30km hinter Alexandroupolis befindet sich die türkische Grenze. Unsere erste „richtige“ Grenze, denn wir verlassen mit Griechenland ebenfalls die Europäische Union. Zudem sollen sich laut den Nachrichten tausende Flüchtlinge im Grenzgebiet aufhalten, denn die Türkei hat ihre Seite der Grenze vor wenigen Tagen geöffnet. Angespannt und sichtlich nervös fahren wir langsam neben den LKWs vorbei zu den griechischen Wachposten. Eine Frau und ein Mann kommen uns entgegen. Verägert rufen sie uns zu: „Don’t think they let you.“ Wir sind irritiert. Hat Griechenland nun die Grenze zur Türkei geschlossen? Wir erreichen den ersten Wachposten. „Passports, please.“ Wir reichen die Pässe, ein kurzer Check und wir dürfen weiter. Das war einfach. Wir folgen der Straße und überqueren den Fluss Mariza, der die Grenze physisch zwischen der Türkei und Griechenland markiert. Eine Gruppe aus bewaffneten Soldaten mit Hunden steht am Ende der Brücke, winkt uns jedoch durch. Am ersten Grenzposten der Türkei werden abermals unsere Pässe verlangt. „Where do you want to go? Why do you want to travel?” Ich beantworte die Fragen. Dennoch fragt der Beamte nochmals nach, mit dem Zusatz: Corona. „We’re not scared,“ ist meine Antwort. Wir dürfen weiter. Der zweite Grenzposten der Türkei nimmt unsere weiteren Dokumente wie die Versichertenkarte des Autos (Greencard) und den Fahrzeugschein entgegen. Ein flüchtiger Blick ins Auto und wir dürfen in die Türkei einreisen. Tatsächlich sehen wir auf der türkischen Seite vereinzelt Flüchtlinge. Das Bild, dass die Medien beschriebe haben, finden wir jedoch nicht vor. Alles ist ruhig und sicher. Die Sorgen waren zum Glück umsonst und langsam lässt die Anspannung nach. Wir realisieren langsam, dass wir es geschafft haben. Wir sind endlich in der Türkei!

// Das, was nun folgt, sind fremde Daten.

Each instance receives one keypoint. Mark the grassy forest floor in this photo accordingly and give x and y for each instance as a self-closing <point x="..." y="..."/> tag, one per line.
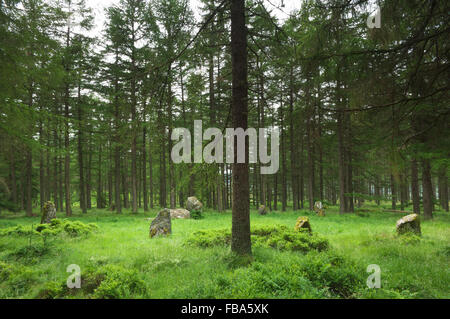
<point x="119" y="260"/>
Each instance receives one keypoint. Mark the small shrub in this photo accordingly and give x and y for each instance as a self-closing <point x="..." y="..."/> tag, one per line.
<point x="57" y="226"/>
<point x="5" y="271"/>
<point x="106" y="282"/>
<point x="52" y="290"/>
<point x="409" y="239"/>
<point x="196" y="214"/>
<point x="335" y="272"/>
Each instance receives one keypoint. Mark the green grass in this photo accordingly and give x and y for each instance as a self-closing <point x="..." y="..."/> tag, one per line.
<point x="128" y="264"/>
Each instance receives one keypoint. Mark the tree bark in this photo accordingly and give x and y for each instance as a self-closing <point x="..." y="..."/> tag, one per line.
<point x="240" y="229"/>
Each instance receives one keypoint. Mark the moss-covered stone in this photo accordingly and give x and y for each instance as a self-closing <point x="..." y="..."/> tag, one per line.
<point x="48" y="213"/>
<point x="162" y="224"/>
<point x="303" y="224"/>
<point x="409" y="224"/>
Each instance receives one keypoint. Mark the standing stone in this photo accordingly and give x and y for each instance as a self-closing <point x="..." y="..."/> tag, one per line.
<point x="180" y="213"/>
<point x="318" y="208"/>
<point x="263" y="210"/>
<point x="48" y="213"/>
<point x="408" y="224"/>
<point x="193" y="204"/>
<point x="303" y="223"/>
<point x="162" y="224"/>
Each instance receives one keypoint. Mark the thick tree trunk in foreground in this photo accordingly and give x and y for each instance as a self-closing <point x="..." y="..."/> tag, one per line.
<point x="443" y="187"/>
<point x="240" y="230"/>
<point x="427" y="189"/>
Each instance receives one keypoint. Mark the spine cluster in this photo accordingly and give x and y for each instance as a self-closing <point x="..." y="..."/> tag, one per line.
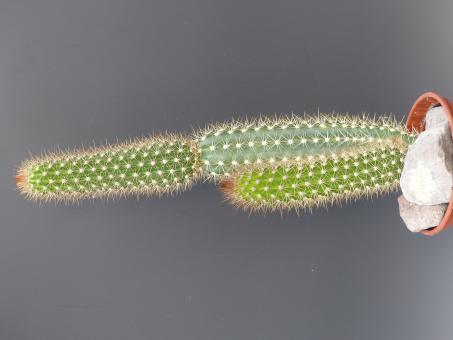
<point x="265" y="164"/>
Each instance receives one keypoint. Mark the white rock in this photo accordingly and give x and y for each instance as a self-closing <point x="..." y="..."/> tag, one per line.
<point x="436" y="117"/>
<point x="420" y="217"/>
<point x="427" y="174"/>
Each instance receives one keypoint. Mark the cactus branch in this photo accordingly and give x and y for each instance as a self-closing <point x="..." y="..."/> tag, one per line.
<point x="155" y="165"/>
<point x="323" y="181"/>
<point x="172" y="163"/>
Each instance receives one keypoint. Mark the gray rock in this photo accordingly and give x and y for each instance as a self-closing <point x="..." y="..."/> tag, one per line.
<point x="436" y="117"/>
<point x="427" y="174"/>
<point x="420" y="217"/>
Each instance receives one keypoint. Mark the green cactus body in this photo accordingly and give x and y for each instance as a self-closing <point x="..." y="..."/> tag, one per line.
<point x="150" y="166"/>
<point x="322" y="182"/>
<point x="226" y="148"/>
<point x="170" y="163"/>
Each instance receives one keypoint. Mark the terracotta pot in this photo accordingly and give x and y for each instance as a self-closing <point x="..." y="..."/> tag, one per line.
<point x="416" y="121"/>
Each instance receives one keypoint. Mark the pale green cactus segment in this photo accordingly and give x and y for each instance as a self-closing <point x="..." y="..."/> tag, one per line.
<point x="226" y="148"/>
<point x="148" y="166"/>
<point x="322" y="182"/>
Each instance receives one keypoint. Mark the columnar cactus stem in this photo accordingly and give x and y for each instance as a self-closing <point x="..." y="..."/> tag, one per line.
<point x="270" y="147"/>
<point x="320" y="182"/>
<point x="268" y="142"/>
<point x="156" y="165"/>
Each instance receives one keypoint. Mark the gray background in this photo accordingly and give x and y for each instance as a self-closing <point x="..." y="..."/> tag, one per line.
<point x="191" y="267"/>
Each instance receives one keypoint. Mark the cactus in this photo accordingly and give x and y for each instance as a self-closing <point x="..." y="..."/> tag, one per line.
<point x="154" y="165"/>
<point x="322" y="181"/>
<point x="235" y="150"/>
<point x="268" y="142"/>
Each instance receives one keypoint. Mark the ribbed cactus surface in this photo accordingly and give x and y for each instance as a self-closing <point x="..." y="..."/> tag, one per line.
<point x="322" y="181"/>
<point x="153" y="165"/>
<point x="267" y="142"/>
<point x="275" y="163"/>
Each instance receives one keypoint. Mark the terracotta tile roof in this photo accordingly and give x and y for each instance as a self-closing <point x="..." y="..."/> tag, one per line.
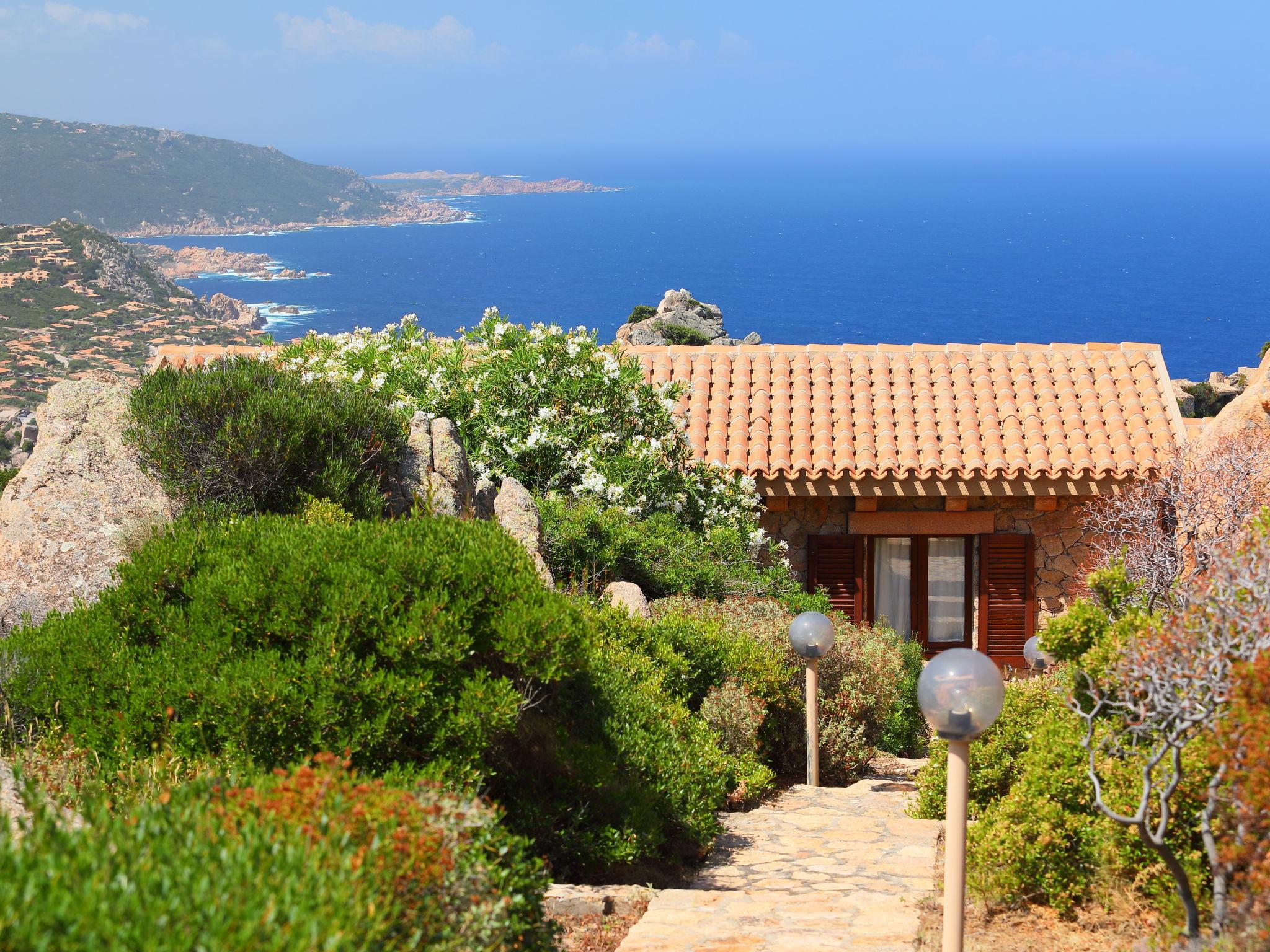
<point x="998" y="410"/>
<point x="178" y="356"/>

Weiter geht‘s mit George in Richtung Istanbul. An der zweiten Shell-Tankstelle holen wir uns die Mautplakette HGS, kleben sie unter die Österreichische an unsere Windschutzscheibe und laden sie mit 50TL (7,50€) auf. Geplant ist für eine Fahrt entlang der Westküste bis Pamukkale. Die Fahrt geht zügig vorüber und wir erreichen den Otopark am goldenen Horn von Istanbul in der Dunkelheit. Im Voraus haben wir nach einem Parkplatz gesucht, der umzäunt, 24h bewacht und somit der perfekte Ort ist, um George in der Millionenstadt stehen zu lassen. Für 3 Tage werden wir nur 90TL (13,50€) zahlen. Der Platz ist umsäumt von Moscheen, Restaurants, Geschäften und Wohnhäusern auf der einen Seite und dem Flussufer auf der anderen Seite. Wir können es kaum erwarten und schlüpfen schnell in unsere Jacken und gehen auf eine Brücke zu. Von hier oben können wir die beleuchteten Kuppeln der Moscheen sehen, den Bosporus erahnen und bekommen einen ersten Eindruck von Istanbul. Zeitgleich beginnt von den Minaretten der Muezzin zu erklingen. Ein beeindruckendes Erlebnis. Durcheinander schallt es aus allen Richtungen. Wir sind endlich auf der Seidenstraße angekommen.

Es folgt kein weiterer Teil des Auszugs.